# Predictive Maintenance Module

This notebook demonstrates a basic predictive maintenance module. It connects to MongoDB to retrieve simulated machine data from our smart factory pipeline, performs anomaly detection, and identifies potential failure patterns to generate alerts.

---

## 1. Setup and Data Retrieval

First, we'll import the necessary libraries and establish a connection to the MongoDB database to fetch the most recent PLC data.

In [None]:
import pandas as pd
import numpy as np
from pymongo import MongoClient
from sklearn.ensemble import IsolationForest
import matplotlib.pyplot as plt
import seaborn as sns

# --- MongoDB Connection ---
# Connect to your local MongoDB instance. 
# Adjust the URI if your database is hosted elsewhere or requires different credentials.
client = MongoClient("mongodb://localhost:27017/")
db = client.smart_factory
plc_collection = db.plc_data

def fetch_data_from_mongo(collection, limit=2000):
    """Fetches and prepares data from a MongoDB collection."""
    # Fetch the latest data, sorted by the document's creation time
    cursor = collection.find().sort([('_id', -1)]).limit(limit)
    df = pd.DataFrame(list(cursor))
    
    if df.empty:
        print("No data found in the collection.")
        return pd.DataFrame()

    # Convert MongoDB's ObjectId to a timestamp for time-series analysis
    df['timestamp'] = df['_id'].apply(lambda x: x.generation_time)
    
    # Normalize the nested 'analog_inputs' dictionary into separate columns
    if 'analog_inputs' in df.columns:
        normalized_analog = pd.json_normalize(df['analog_inputs'])
        df = df.join(normalized_analog)

    return df

# Fetch and display the head of the PLC data
plc_df = fetch_data_from_mongo(plc_collection)

if not plc_df.empty:
    print("Fetched and Processed PLC Data:")
    display(plc_df.head())

## 2. Anomaly Detection with Isolation Forest

We'll use the **Isolation Forest** algorithm to detect anomalies. This is an unsupervised learning algorithm that is effective for identifying outliers in data. We will focus on the `pressure` and `flow_rate` metrics.

In [None]:
if not plc_df.empty and 'pressure' in plc_df.columns and 'flow_rate' in plc_df.columns:
    features = ['pressure', 'flow_rate']
    X = plc_df[features].copy()

    # Initialize and train the model. Contamination is the expected proportion of outliers.
    model = IsolationForest(contamination=0.05, random_state=42)
    plc_df['anomaly'] = model.fit_predict(X)
    plc_df['anomaly_score'] = model.decision_function(X)
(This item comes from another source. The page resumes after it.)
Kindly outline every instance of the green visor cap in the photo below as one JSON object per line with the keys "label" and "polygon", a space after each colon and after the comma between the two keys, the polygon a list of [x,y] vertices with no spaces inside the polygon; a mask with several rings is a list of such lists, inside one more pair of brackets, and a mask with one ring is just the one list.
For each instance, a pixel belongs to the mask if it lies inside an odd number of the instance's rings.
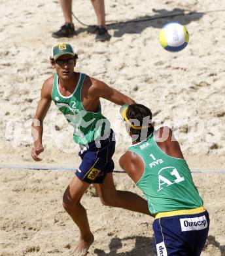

    # Separate the anomalies for review (-1 indicates an anomaly)
    anomalies = plc_df[plc_df['anomaly'] == -1]
    print(f"\nDetected {len(anomalies)} anomalies out of {len(plc_df)} data points.")
    if not anomalies.empty:
        print("Detected Anomalies:")
        display(anomalies[['timestamp', 'pressure', 'flow_rate', 'anomaly_score']])

    # --- Visualization of Anomalies ---
    sns.set_style("whitegrid")
    
    plt.figure(figsize=(15, 6))
    sns.scatterplot(x='timestamp', y='pressure', hue='anomaly', data=plc_df, 
                    palette={1: 'blue', -1: 'red'}, legend=False)
    plt.title('Pressure Anomaly Detection', fontsize=16)
    plt.ylabel('Pressure (PSI)')
    plt.xlabel('Timestamp')
    plt.show()

    plt.figure(figsize=(15, 6))
    sns.scatterplot(x='timestamp', y='flow_rate', hue='anomaly', data=plc_df, 
                    palette={1: 'blue', -1: 'red'}, legend=False)
    plt.title('Flow Rate Anomaly Detection', fontsize=16)
    plt.ylabel('Flow Rate (L/min)')
    plt.xlabel('Timestamp')
    plt.show()
else:
    print("\nSkipping anomaly detection: PLC data is empty or missing required feature columns.")
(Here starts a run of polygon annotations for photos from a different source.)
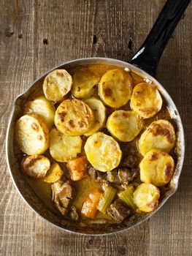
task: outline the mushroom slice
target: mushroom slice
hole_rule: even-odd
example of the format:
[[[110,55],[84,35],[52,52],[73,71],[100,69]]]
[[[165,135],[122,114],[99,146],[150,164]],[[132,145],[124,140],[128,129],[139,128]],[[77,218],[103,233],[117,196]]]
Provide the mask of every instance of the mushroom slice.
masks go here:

## 3. Predictive Maintenance Alerts

This final section simulates a basic predictive maintenance system. It scans the data for anomalies detected by our model, rule-based threshold breaches, and any reported error codes, then aggregates them into a list of actionable alerts.

In [None]:
def generate_maintenance_alerts(df):
    """Generates alerts based on anomalies, thresholds, and error codes."""
    alerts = []
    # Ensure required columns exist
    required_cols = ['pressure', 'flow_rate', 'error_codes', 'anomaly', 'timestamp', 'anomaly_score']
    if not all(col in df.columns for col in required_cols):
        print("Cannot generate alerts. DataFrame is missing one or more required columns.")
        return []
    
    for _, row in df.iterrows():
        # Rule-based threshold alerts
        if row['pressure'] > 90: 
            alerts.append(f"CRITICAL: High Pressure Alert: {row['pressure']:.2f} PSI at {row['timestamp'].strftime('%Y-%m-%d %H:%M:%S')}")
        if row['flow_rate'] < 5: 
            alerts.append(f"WARNING: Low Flow Rate Alert: {row['flow_rate']:.2f} L/min at {row['timestamp'].strftime('%Y-%m-%d %H:%M:%S')}")
        
        # Error code alerts (assuming '0' is nominal)
        if row['error_codes'] != 'System Operational' and row['error_codes'] != 0:
            alerts.append(f"FAULT: PLC Error Code '{row['error_codes']}' detected at {row['timestamp'].strftime('%Y-%m-%d %H:%M:%S')}")
        
        # Anomaly-based alerts
        if row['anomaly'] == -1:
            alerts.append(f"ANOMALY: Unusual sensor behavior detected at {row['timestamp'].strftime('%Y-%m-%d %H:%M:%S')} (Score: {row['anomaly_score']:.2f})")
    
    return alerts

if not plc_df.empty:
    maintenance_alerts = generate_maintenance_alerts(plc_df)
    print("\n--- Generated Maintenance Alerts ---")
    if maintenance_alerts:
        for alert in maintenance_alerts:
            print(alert)
    else:
        print("No maintenance alerts generated.")
else:
    print("\nNo PLC data available to generate alerts from.")